Street Child moves towards crisis rather than away. We have the agility and ability to move rapidly into a new situation and quickly support communities. In addition to the countries we operate in, this approach spans conflict and climate change-related emerging disasters, forgotten crises in countries or contexts currently outside of our operational areas too.
When a disaster happens, we’re there to support children and their families by:
Meeting their immediate survival needs, providing essentials including water, food, shelter and healthcare.
Creating safe spaces for children to recover
Ensuring children with urgent protection needs are identified and receive timely services
Ensuring girls and boys are still able to access education
Supporting long-term recovery, listening and helping people and households rebuild their lives
Enabling and encouraging our local network of partners to be at the forefront of the response.
We are also proud to work as an active member of the education in emergencies working group as part of the Global Education Cluster coordination mechanism.
On February 6, 2023, two consecutive earthquakes devastated parts of Southern Turkey and Northern Syria, killing more than 50,000 people and devastating the lives of millions more. The earthquakes were the latest disaster for families in North West Syria, who had already lived through more than a decade of conflict, widespread displacement, crumbling infrastructure and economic collapse.
Street Child launched an emergency response within 24 hours of the earthquake, seeking to provide aid where the need is greatest. So far, through our network of five partners we have reached more than 16,250 people in North West Syria with food, shelter and child protection activities.
Street Child will continue supporting survivors who have been forced to rebuild their lives. As we continue to provide life-saving support, we will also be working to reduce the disruption to children’s education to ensure all children affected by this crisis are safe, in school and learning.

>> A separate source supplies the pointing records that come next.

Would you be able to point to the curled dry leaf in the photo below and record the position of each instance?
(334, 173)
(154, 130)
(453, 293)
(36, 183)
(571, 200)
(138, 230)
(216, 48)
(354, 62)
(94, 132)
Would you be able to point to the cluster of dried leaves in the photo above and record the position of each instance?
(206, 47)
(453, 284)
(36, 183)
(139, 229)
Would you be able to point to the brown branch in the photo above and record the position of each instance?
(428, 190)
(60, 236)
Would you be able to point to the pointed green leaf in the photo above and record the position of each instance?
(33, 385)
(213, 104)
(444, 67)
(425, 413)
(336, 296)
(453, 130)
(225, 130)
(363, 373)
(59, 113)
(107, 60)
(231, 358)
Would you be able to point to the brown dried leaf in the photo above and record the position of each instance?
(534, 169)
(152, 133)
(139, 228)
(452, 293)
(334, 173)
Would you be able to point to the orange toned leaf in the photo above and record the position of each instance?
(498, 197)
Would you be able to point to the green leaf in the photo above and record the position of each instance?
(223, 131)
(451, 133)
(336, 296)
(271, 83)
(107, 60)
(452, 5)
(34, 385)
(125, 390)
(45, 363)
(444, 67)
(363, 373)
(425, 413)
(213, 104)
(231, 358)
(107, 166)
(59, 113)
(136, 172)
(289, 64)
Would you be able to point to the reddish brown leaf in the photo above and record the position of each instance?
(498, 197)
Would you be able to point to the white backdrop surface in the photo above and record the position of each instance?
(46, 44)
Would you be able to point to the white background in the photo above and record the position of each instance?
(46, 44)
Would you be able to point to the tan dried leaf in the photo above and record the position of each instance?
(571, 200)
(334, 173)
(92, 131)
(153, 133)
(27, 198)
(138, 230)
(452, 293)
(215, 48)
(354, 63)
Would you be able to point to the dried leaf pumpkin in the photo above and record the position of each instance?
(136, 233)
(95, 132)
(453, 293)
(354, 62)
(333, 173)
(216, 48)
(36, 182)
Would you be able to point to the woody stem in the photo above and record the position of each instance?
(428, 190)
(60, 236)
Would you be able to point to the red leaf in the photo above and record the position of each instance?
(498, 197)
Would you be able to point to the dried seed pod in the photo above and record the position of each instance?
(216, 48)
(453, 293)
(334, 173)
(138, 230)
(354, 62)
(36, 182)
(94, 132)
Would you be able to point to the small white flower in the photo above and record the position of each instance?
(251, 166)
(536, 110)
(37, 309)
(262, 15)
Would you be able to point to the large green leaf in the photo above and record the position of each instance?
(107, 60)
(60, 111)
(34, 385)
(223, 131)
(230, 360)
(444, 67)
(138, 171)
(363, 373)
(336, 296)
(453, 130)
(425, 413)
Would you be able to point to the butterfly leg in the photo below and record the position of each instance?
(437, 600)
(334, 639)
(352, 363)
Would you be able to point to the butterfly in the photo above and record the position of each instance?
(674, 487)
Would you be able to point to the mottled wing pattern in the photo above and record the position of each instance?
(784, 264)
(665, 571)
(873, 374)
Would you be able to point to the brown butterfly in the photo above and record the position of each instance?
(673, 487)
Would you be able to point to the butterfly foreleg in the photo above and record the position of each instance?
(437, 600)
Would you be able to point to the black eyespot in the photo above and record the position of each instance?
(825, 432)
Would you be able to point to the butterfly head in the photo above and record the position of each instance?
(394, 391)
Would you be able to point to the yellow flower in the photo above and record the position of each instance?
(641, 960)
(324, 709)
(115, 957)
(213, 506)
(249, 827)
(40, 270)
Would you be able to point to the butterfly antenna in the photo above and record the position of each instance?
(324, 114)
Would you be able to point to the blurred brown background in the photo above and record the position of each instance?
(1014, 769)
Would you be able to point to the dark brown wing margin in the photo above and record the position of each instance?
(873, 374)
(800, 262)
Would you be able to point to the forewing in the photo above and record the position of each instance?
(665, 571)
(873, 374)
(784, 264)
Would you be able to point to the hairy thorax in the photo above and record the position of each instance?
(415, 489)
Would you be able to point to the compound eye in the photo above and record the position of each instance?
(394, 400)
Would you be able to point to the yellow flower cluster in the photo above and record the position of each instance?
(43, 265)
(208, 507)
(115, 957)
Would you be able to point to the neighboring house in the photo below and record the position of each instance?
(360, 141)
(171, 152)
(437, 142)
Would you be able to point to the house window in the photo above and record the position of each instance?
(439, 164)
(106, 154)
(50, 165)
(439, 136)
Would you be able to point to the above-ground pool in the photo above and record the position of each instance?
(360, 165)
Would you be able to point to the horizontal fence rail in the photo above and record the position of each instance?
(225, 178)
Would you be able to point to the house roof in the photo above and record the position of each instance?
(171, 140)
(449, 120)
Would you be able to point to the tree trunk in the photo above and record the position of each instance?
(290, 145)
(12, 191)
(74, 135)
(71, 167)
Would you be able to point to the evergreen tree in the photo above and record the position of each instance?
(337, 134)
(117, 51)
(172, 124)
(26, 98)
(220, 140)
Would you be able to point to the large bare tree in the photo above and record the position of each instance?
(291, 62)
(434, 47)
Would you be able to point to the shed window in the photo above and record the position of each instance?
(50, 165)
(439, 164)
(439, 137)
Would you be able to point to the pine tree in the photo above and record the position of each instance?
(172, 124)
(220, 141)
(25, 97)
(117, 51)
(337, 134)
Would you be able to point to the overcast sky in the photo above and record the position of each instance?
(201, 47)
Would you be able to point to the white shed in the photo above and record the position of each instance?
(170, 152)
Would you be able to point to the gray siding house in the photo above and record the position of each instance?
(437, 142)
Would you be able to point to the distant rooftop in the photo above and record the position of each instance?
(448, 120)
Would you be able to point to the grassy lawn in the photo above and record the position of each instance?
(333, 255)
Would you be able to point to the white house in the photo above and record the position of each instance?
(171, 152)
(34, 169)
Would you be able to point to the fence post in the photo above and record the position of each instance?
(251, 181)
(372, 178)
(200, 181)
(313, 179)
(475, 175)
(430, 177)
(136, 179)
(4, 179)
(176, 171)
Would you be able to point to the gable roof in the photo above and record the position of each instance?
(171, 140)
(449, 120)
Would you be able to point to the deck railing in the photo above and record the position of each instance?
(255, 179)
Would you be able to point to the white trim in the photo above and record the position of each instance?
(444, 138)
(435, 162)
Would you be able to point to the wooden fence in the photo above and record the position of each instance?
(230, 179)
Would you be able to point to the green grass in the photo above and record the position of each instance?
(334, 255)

On February 24, 2022, following eight years of active conflict in the Donbas and the annexation of Crimea, the world watched with horror as Russia invaded Central, Eastern and Southern Ukraine. On February 25, Street Child launched a rapid public fundraiser to our partners and supporters, seeking funds for frontline rapid response in Ukraine. In line with our strong, sustained commitment to localization, Street Child channelled – and continues to channel - 100% of these funds to local level organizations to sustain and scale their services in response to the enormous, evolving needs of children and communities in the country.
At the time of reporting, Street Child has an active response in Ukraine and is working with multiple local level organizations to offer humanitarian services and support, including 'child-friendly spaces' for displaced children to access psychological and psychosocial support and specialist support for children with disabilities – reaching 25,000 children in Donbas, Donetsk, Kyiv, Lviv, Ternopil, Truskavets, Uzhgorod and Zaporizhzhia. Street Child is supporting these organizations to work in close collaboration with humanitarian clusters, and to align activities with cluster strategies to assure coordinated reach and response. Street Child has also identified a further five partners – including partners working with refugees who are fleeing to Moldova and Romania – providing a platform to scale up services and support to conflict-affected children and communities.
In the summer of 2021, as conflict and the COVID-19 crisis coincided, aid and assistance were cut off from the people of Afghanistan. We already had established programs and a network of local partners in Afghanistan, so Street Child was able to rapidly launch a large-scale response across Badakhshan, Bamyan and Kabul provinces. Throughout the worsening crisis and resulting political, social, and economic shocks, we’ve managed to continue our programming despite disruption. By the end of March 2022, we had supported more than 51,000 children to receive an education, provided child protection services to 15,000 children in Baghlan and Bamyan and ensured 3,206 children, who have suffered severe mental trauma, had access to mental health support.
Street Child continues to work tirelessly across Afghanistan to deliver urgent humanitarian aid, as well as ensure access to safe, quality education and protection services for more than 100,000 girls and boys. We are proud to have received a special mention by the 'Commission National Consultative Des Droits De L’Homme, awarded by the Prime Minister of France in recognition of our work in Afghanistan.